Over time, the wandering wore her down. Kovah realized she needed an anchor. She left GrimHEX and settled in Lorville. The city offered neither comfort nor promise, but a form of stability. She was hired to maintain the urban transit system, working underground, to the rhythm of trains and technical corridors.

That was where she noticed the stranger. Not a clear meeting, not a confession. At first, just a recurring presence, always at the same hours, on the same lines. Then a few practical exchanges, short conversations caught between two platforms. Seeing her return again and again, Kovah understood the job without it ever being explained. Departures at first light, equipment that was gone when she came back hours or days later, unmistakable impact marks on the chest plate of her armor, and above all a gaze that seemed to lose a part of itself each day. She watched fatigue settle in, vigilance harden into rigidity, then into solitude.

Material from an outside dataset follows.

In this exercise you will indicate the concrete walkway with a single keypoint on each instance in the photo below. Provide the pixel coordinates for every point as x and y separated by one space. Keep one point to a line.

She tried to approach her, to share a moment, but the stranger never truly responded. That was when Kovah fully understood her own empathy, and decided to write again. To unload her burden, but this time it was not her own. She wrote for those who do not know how to let go of their weight, by carrying it herself. Hunter’s Line was born. The song does not tell the story of a heroine. It tells a trajectory. That of someone who follows a line for too long, until they no longer know which side they stand on.

Kovah wrote the first lines in a worn notebook, sitting in front of the spaceport windows, watching departures. That was where Nok noticed her, stepping out of New Deal, still searching for a ship that could serve as a mobile studio. Kovah was humming without realizing it. He approached her without any particular reason. A conversation started. She eventually let him read the beginning of the text. Nok took her contact details. Nothing more. Kovah did not really believe in it.

In early October of this year, 2955, a message arrived, asking her to come spend a week in Levski. It was Nok. She hesitated for a moment, then thought, why not. Once there, she saw all those faces, all those emotions, and above all a kind of collective joy. The week was dense and intense. Not because of the amount of work, but because of the quality of the encounter. No judgment, no constraints, no expectations. Just a form of shared harmony. She, who had seemed distant until then, became luminous.

During the recording of Hunter’s Line, the Ardin brothers had a realization. What if she wrote something, right there, on the spot, for the track they were preparing. A few moments later, without even noticing, her hard past fell silent. Listening to the SLS concept spoke to her, and everything came naturally, quickly. Vex joined her in the studio, and their duo simply worked.

After those moments, she decided to stay a little longer in Levski. Maybe the next part of her life is here. She keeps writing, still without the intention of singing.